Uma animação principesca

       Quando pensamos no cinema de animação ocorrem-nos nomes como os de Walt Disney, Norman McLaren, René Laloux ou Abi Feijó. Quando pensamos no cinema japonês ocorrem-nos os nomes de clássicos (Kenji Mizoguchi, Yasujiro Ozu, Akira Kurosawa), de modernos (Nagisa Oshima, Shohei Imamura), mesmo de contemporâneos (Takeshi Kitano). Digo isto para expressar a ideia de que quando falamos de cinema de animação normalmente não lhe associamos o cinema japonês, salvo a propósito da famosa manga, no seu melhor escassamente divulgada entre nós, e quando falamos de cinema japonês não lhe associamos o cinema de animação, salvo no mesmo caso.
       Ora a estreia recente no nosso circuito comercial de "A Princesa Mononoke"/"Mononoke-hime", de Hayao Miyazaki (1997), teve o efeito muito estimulante de nos despertar para a existência de um grande mestre da animação no cinema japonês, não associado à manga. Na verdade, o filme, de uma absoluta e singularíssima beleza, só pode ser obra de um cineasta de enorme talento, tanto no domínio das técnicas da animação como no domínio da narrativa.
      Sabemos todos como o desenho animado se tornou comum nas sociedades ocidentais, associado a formas e imaginários específicos, que começaram no cinema e transitaram para a televisão sempre com grande sucesso. Com a possibilidade de acesso a este extraordinário filme de Hayao Miyazaki damo-nos conta da existência de um muito grande cineasta de animação no Japão, com um imaginário específico muito forte e uma prodigiosa criatividade formal.
                                     
      De facto, associado narrativamente a um imaginário fantástico localizado nos tempos do feudalismo, o filme humaniza os animais, animaliza os humanos, visualiza diabos e espíritos, opõe heróis e malvados, e celebra o amor, a natureza e o amor da natureza de uma forma que toca o sublime. Jogando permanentemente com a ideia de dualidades, que se opõem mas permitem esclarecer, o autor imprime ao seu filme um ritmo característico do épico, com a presença de um herói com uma missão a cumprir para se salvar a si próprio e o encontro com hordas selvagens de animais (lobos e javalis, nomeadamente), para além de duas mulheres com funções de liderança (uma das quais a princesa do título) e de figuras de transição entre o humano e o natural - isto sem esquecer o prodigioso espírito da floresta.

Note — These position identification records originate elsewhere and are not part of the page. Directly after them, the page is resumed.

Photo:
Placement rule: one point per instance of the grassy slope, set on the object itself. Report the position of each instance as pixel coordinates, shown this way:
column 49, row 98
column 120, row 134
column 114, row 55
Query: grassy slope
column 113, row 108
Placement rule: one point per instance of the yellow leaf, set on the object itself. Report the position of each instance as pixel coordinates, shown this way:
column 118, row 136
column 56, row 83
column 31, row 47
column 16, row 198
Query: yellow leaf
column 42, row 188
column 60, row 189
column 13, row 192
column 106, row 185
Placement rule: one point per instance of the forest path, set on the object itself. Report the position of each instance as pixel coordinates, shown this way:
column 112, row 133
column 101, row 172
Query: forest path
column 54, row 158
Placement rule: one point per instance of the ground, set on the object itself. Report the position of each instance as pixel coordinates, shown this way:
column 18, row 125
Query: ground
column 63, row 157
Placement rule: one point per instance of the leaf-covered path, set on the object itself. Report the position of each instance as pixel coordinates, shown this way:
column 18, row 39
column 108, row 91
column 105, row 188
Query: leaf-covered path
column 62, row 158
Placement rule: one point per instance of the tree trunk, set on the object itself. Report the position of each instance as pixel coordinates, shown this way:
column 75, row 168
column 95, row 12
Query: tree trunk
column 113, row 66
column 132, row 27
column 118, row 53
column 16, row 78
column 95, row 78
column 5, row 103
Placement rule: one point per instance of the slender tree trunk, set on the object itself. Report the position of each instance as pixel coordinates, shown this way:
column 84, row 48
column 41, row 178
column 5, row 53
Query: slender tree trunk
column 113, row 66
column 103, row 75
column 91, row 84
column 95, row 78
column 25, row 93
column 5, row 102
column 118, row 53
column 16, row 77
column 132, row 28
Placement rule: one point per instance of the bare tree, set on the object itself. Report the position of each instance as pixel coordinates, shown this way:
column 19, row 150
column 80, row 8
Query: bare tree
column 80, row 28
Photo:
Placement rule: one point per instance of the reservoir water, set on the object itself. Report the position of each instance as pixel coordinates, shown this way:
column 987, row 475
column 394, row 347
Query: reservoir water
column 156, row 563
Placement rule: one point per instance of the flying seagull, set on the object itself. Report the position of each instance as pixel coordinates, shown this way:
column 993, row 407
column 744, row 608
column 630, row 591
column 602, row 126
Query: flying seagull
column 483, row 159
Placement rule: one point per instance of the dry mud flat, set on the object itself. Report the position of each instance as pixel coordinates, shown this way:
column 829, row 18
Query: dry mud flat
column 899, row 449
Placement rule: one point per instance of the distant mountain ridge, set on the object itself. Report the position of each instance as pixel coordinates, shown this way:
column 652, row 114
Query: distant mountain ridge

       Como toda a acção do filme decorre em plena natureza, grande parte do efeito dele decorre do espantoso modo como o cineasta a figura e anima, fazendo com que todos, animais, vegetais, minerais, humanos e seres improváveis como que vivam incrustados nela, dela sejam indissociáveis por dela fazerem parte. Assim, as diferentes figuras do filme constituem-se como recortes no mundo natural, de que naturalmente se individualizam mas sem deixarem de lhe pertencer. E o carácter fantástico da narrativa vem aumentar o efeito dessa imbricação entre o humano, o animal e o natural, pois integra neste também as figuras de natureza mais imediatamente fantástica, o espírito da floresta, os deuses, os diabos ou os seres improváveis.